I wanted to include GLMnet and Lasso in
http://white.ucc.asn.au/2017/12/18/7-Binary-Classifier-Libraries-in-Julia.html

But I outright could not work out how to use them.

I feel like they can be used for this,
but maybe I just don’t understand what they are for at all


#2

You mean theoretically? These “shrinkage” methods have two common uses

  1. they can be used to shrink (often to 0) parameters estimates in a large parameter model, e.g. you have 100 candidate parameters and when you fit the model many of them look significant but you wanted a parsimonious model, so you would use things like elastic net etc.
  2. when you don’t have that much data but you want to stabilise some of parameter estimates to make them more moderate; there are some studies that shows some of these methods are equivalent to adding data points to your dataset.

This is a pretty rough overview, but the only times I recall applying these methods is in situation 1. where I have lots of candidate explanatory variables but I wanted to reasonable check on the parameters to estimate.

Also using these method can be tricky sometimes as you often have to tune some hyperparameters as well. These parameters can serve many purposes, but some important one control how much large parameter estimates impact your final estimate, and to find the “optimal” hyperparameter you would often use cross-validation technique which are computationally intensive, so I didn’t find them that useful for really large datasets. Also there are other ways to help select variables in large-data settings, so you don’t have to use these shrinkage methods; but they are still useful to understand and to benchmark your results with.


#3

I have used GLMnet with LASSO quite a bit for classification in R. It’s just like other GLM-like linear models; you give it input variables, a boolean output variable, and it returns a model. Actually it gives you a range of models that vary by lambda, its hyperparameter - different lambdas give you different coefficient mixes. So, you can then use CV or similar methods to get the best-performing lambda. GLMnet also works well for cox and regression models. Elasticnet is related, with a better penalty mechanism.
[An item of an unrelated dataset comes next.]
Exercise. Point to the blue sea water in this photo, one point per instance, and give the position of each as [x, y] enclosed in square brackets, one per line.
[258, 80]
But this may not be what you were asking. I can’t tell. What did you try and what didn’t work?


#4

If you’re looking for documentation on expressing classification as a GLMnet problem,
have you looked at the “Logistic” section in the test suite of GLMnet.jl, and maybe the examples for the original R package(PDF)?

If you want a suggestion for making your example suitable for this sort of thing, consider regressing on coefficients for an expansion in orthogonal polynomials of the coordinates.


#5

GLMnet and Lasso are both regularized (or Bayesian) estimators. However, those are not classification models; those can be used in linear probability model or probit/logit as probability models. One can then use the probability estimates for a linear binary classifier in the second step. An alternative is to train a linear classifier.